Bizarre! The more losses Oyo makes, the more valuable it gets
- OYO’s losses for the last financial year rose six fold of ₹2384.7 crores.
- The company’s valuation has doubled between September 2018 and October 2019.
- The boost in valuation largely came from the founder buying back shares at an increased price from existing investors.
A valuation report sourced on OYO’s financials show that the company has reported a loss of ₹2,384.7 crore, almost six times higher than its losses a year earlier. Meanwhile, its operating revenue grew three-fold to ₹6456.9 crore.
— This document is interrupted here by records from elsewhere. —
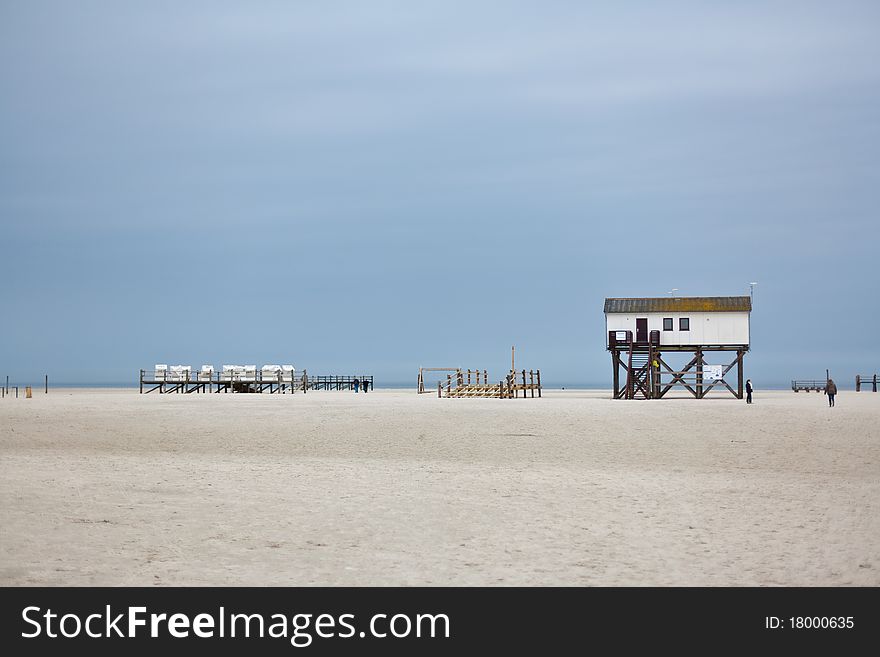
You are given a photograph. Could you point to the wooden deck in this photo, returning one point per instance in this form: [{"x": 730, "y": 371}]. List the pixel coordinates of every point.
[{"x": 224, "y": 383}]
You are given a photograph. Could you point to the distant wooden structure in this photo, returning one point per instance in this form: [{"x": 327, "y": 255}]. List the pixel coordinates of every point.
[
  {"x": 640, "y": 329},
  {"x": 870, "y": 379},
  {"x": 420, "y": 386},
  {"x": 808, "y": 385},
  {"x": 467, "y": 383},
  {"x": 256, "y": 381}
]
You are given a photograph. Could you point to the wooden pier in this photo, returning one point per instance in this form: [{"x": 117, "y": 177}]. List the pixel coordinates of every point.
[
  {"x": 219, "y": 382},
  {"x": 808, "y": 385},
  {"x": 468, "y": 383},
  {"x": 866, "y": 380}
]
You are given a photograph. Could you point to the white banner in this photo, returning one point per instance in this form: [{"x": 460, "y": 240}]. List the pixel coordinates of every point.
[{"x": 712, "y": 372}]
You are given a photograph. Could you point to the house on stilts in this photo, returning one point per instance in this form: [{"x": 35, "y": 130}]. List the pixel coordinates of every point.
[{"x": 641, "y": 332}]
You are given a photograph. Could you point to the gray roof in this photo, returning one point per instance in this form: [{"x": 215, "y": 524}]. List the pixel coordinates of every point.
[{"x": 678, "y": 305}]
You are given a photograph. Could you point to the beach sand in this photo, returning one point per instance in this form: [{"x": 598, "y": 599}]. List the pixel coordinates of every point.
[{"x": 109, "y": 487}]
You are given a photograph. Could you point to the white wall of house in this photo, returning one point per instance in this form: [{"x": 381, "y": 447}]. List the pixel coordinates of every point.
[{"x": 727, "y": 328}]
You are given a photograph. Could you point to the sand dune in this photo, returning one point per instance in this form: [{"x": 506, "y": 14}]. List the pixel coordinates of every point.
[{"x": 108, "y": 487}]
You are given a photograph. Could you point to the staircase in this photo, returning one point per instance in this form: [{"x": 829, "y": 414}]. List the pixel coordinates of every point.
[{"x": 638, "y": 385}]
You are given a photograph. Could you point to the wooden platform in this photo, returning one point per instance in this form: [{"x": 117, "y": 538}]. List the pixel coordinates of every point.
[{"x": 220, "y": 383}]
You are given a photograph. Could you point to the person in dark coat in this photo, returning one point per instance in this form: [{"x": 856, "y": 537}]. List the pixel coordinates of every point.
[{"x": 830, "y": 390}]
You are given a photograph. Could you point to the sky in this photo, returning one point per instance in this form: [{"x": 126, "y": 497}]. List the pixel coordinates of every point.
[{"x": 371, "y": 187}]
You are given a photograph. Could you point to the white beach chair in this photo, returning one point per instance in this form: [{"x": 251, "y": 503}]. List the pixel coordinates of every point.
[
  {"x": 270, "y": 373},
  {"x": 180, "y": 372},
  {"x": 232, "y": 373}
]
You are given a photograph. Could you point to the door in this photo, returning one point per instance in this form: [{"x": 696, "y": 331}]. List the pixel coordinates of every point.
[{"x": 642, "y": 329}]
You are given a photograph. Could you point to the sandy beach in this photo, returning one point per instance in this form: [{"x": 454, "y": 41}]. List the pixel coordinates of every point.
[{"x": 109, "y": 487}]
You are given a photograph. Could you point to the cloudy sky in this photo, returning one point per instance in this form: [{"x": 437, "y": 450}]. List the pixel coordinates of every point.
[{"x": 375, "y": 186}]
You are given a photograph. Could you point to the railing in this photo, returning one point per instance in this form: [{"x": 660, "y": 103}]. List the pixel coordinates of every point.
[
  {"x": 808, "y": 385},
  {"x": 463, "y": 385},
  {"x": 869, "y": 379}
]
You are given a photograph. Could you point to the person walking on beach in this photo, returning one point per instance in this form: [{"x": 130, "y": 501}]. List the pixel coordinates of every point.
[{"x": 830, "y": 390}]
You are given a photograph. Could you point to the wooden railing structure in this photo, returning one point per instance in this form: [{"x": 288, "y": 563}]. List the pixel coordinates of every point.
[
  {"x": 808, "y": 385},
  {"x": 475, "y": 383},
  {"x": 870, "y": 379},
  {"x": 217, "y": 382},
  {"x": 649, "y": 376}
]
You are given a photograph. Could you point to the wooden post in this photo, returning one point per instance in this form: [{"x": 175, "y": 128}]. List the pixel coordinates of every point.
[
  {"x": 615, "y": 359},
  {"x": 699, "y": 385},
  {"x": 739, "y": 355}
]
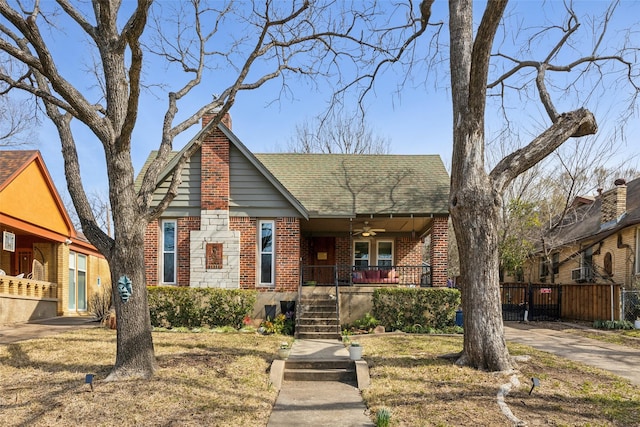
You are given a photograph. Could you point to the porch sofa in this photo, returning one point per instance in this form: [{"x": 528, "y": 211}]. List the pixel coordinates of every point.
[{"x": 375, "y": 276}]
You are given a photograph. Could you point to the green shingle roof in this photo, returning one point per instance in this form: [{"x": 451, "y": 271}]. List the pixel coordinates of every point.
[{"x": 349, "y": 184}]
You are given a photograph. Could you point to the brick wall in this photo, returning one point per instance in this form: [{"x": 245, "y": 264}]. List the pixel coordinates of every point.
[
  {"x": 408, "y": 251},
  {"x": 343, "y": 251},
  {"x": 215, "y": 172},
  {"x": 439, "y": 258},
  {"x": 151, "y": 246}
]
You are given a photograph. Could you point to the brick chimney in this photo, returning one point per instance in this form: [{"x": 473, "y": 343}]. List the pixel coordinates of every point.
[
  {"x": 614, "y": 202},
  {"x": 215, "y": 166}
]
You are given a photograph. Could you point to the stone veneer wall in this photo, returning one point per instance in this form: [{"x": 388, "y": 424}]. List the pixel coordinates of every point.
[{"x": 214, "y": 228}]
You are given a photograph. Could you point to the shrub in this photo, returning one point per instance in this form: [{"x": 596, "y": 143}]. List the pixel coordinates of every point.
[
  {"x": 416, "y": 309},
  {"x": 282, "y": 324},
  {"x": 173, "y": 307}
]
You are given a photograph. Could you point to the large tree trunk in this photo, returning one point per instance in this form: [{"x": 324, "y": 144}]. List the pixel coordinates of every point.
[
  {"x": 475, "y": 212},
  {"x": 135, "y": 354},
  {"x": 474, "y": 202}
]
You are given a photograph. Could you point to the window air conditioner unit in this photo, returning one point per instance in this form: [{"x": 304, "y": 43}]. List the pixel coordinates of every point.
[{"x": 580, "y": 274}]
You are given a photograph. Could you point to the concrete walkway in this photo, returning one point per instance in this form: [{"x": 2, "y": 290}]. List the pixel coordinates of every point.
[
  {"x": 319, "y": 403},
  {"x": 622, "y": 361}
]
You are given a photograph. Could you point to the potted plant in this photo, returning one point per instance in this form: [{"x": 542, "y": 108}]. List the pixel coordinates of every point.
[
  {"x": 284, "y": 351},
  {"x": 355, "y": 351}
]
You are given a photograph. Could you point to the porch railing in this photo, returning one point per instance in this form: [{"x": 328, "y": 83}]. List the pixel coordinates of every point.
[
  {"x": 352, "y": 275},
  {"x": 21, "y": 286}
]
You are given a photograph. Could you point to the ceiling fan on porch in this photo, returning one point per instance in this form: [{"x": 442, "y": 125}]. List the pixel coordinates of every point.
[{"x": 367, "y": 231}]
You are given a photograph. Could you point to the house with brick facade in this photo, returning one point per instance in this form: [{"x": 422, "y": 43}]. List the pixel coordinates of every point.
[
  {"x": 47, "y": 268},
  {"x": 275, "y": 222},
  {"x": 598, "y": 241}
]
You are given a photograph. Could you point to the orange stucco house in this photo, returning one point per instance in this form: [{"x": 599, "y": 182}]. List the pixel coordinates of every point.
[{"x": 47, "y": 268}]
Whereas the company’s valuation has doubled to $10 billion between September 2018 and now.
The magical boost in valuation came from the $700 million invested by founder and CEO
A year ago, OYO had raised over $1 billion, led by SoftBank through SoftBank Vision Fund, with participation from existing investors Lightspeed Venture Partners, Sequoia and Greenoaks Capital and supported by new strategic partners like Airbnb.
The piling losses can be attributed to the company’s aggressive expansion to China, South-East Asia, Japan, and then the US. The numbers are alarming for OYO, which reportedly wants to turn hit profitable by 2022.
But the company has gone on the defensive. “These are not the final audited financials and the same will be issued later by the company along with the annual report that we issue every year and file with the RoC as well,” OYO spokesperson told Business Insider.
Many naysayers even predicted a WeWork-like phenomena for SoftBank’s next big celebrated investment – OYO.
What started as a hotel room aggregator, OYO has gone on to buy @Leisure Group, an Amsterdam-based vacation rental company, for an estimated $407 million, Hooters Casino in Las Vegas for $135 million, and an 80% stake in Japanese rental apartment operator MDI, along with SoftBank, which reportedly cost over $100 million.
Even if the comparison with beleaguered WeWork — whose valuation had to be written down by $39 billion for Softbank after the founder’s misdeeds came to light — may seem a bit stretched at this point, investors will do well to remember this warning from Warren Buffet, who said, “ If you buy things you do not need, soon you will have to sell things you need.”